SoDa Symposium | Seed Grant Series: Data Preprocessing Strategies to Enhance Fairness in Machine Learning
A presentation with Q&A
presented on
Tuesday, October 21, 2025
12 pm – 1 pm (Online)
Abstract:
Data science methods are increasingly being applied to large-scale educational data, but there has been less attention on the possibility of algorithmic bias where algorithms can potentially make predictions that result in decisions that are unfair to certain population subgroups. In this presentation, we present several metrics used for algorithmic bias, discuss how proportions of sensitive groups can impact the presence of algorithmic bias, and provide some preliminary recommendations for researchers.

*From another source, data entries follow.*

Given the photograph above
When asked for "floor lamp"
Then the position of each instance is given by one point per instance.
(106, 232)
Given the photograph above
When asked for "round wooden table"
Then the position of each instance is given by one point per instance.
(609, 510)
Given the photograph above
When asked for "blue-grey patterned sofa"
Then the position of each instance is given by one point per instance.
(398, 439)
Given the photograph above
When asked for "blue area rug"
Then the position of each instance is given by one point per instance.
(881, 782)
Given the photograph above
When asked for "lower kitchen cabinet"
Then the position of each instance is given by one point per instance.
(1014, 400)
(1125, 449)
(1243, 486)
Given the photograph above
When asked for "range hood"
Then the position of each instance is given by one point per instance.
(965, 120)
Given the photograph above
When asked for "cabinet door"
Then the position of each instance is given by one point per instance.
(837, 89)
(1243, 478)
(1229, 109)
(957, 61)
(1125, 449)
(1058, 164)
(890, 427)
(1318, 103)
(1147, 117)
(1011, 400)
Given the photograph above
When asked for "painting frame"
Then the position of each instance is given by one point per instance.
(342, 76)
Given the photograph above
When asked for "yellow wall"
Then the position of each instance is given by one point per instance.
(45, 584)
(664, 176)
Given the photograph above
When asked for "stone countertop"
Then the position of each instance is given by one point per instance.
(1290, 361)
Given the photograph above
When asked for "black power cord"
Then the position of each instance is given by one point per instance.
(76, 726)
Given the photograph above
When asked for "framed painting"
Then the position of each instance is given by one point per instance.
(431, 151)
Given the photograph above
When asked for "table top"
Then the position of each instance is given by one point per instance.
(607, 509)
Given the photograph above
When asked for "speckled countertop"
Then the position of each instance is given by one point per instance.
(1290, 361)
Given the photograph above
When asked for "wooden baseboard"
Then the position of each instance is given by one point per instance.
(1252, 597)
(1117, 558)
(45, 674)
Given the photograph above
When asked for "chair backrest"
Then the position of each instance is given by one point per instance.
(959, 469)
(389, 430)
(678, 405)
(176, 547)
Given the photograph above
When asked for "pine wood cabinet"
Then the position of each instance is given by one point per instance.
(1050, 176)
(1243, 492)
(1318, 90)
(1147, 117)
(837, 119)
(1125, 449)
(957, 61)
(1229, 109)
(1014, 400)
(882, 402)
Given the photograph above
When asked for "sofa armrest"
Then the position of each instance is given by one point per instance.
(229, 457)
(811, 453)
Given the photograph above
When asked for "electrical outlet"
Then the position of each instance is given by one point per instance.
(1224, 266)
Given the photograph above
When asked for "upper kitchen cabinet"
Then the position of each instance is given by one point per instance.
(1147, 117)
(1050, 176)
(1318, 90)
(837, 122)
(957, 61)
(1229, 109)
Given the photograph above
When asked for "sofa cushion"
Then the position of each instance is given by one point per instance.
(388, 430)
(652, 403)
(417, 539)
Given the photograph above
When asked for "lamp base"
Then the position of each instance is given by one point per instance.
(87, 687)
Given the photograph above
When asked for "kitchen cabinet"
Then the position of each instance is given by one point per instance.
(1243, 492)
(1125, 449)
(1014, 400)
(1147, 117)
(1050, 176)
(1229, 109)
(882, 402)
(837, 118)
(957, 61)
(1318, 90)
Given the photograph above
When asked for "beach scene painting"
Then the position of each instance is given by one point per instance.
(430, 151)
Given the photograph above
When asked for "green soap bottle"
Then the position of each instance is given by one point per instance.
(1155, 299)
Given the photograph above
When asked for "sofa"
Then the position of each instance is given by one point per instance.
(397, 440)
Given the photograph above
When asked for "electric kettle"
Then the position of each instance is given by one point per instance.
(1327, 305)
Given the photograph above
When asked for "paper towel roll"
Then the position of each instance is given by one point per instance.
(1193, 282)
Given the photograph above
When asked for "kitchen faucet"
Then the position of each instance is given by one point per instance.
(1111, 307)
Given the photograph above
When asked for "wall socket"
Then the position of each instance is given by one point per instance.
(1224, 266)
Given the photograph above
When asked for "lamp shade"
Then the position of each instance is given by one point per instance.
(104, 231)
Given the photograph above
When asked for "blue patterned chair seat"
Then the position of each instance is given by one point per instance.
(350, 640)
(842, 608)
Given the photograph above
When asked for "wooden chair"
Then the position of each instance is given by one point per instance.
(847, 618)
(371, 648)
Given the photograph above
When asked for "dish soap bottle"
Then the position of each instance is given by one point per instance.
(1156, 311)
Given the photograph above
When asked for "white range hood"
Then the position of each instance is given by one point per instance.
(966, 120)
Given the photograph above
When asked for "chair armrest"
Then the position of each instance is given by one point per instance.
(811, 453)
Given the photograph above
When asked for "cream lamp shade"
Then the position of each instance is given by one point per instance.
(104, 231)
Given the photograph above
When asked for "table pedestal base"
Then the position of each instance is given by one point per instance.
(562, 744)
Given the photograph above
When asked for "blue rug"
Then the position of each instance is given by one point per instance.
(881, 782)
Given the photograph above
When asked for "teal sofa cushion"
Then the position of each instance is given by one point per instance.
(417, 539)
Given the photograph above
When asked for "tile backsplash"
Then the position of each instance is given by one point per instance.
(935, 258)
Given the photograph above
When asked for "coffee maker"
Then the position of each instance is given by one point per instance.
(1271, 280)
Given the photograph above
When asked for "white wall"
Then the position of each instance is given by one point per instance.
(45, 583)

Tracy Sweet SoDa Seed Grant Proposal Abstract:
The following proposal focuses on statistical methodological research for improving racial equity in the social sciences. Much of what we know about achievement differences between racial groups comes from large-scale statistical analyses. What if the data science methods we are using are contributing to this inequity? I propose two lines of inquiry to both better understand deficits in our current approaches that will ultimately improve data science methods for racial equity research. My proposed work focuses on race and educational outcomes, but the methodology and knowledge created by this research will be applicable to all minoritized groups as well as a wide range of disciplines in the social sciences.
To determine if current methods are working for racial equity, I will focus on the following goals:
Aim 1: How can we determine if data science methods are equitable for all racial groups?
Aim 2: To what extent are constructs (e.g. intelligence, motivation) accurately measured among different races?

Ashani Jayasekera
Ph.D. Candidate, Quantitative Methodology: Measurement and Statistics (QMMS)
University of Maryland

SoDa Seed Grant Award Recipient:
Tracy Sweet, Ph. D. (PI)
Associate Professor
Quantitative Methodology: Measurement and Statistics Program
Department of Human Development and Quantitative Methodology
SoDa Seed Grants: The projects under this initiative may address any societal challenge that affects a large number of people, including but not limited to health, public safety, justice, race, gender, education, employment, transit, and political representation. The goal of these seed grants is to encourage faculty to develop collaborative projects that stimulate the advancement of new ideas that can build the university’s expertise toward a national reputation in the broad area of social data science. The projects blend the development or use of innovative data science methods or new measurements, the advancement of scholarship within or across disciplines, and progress in addressing a societal challenge.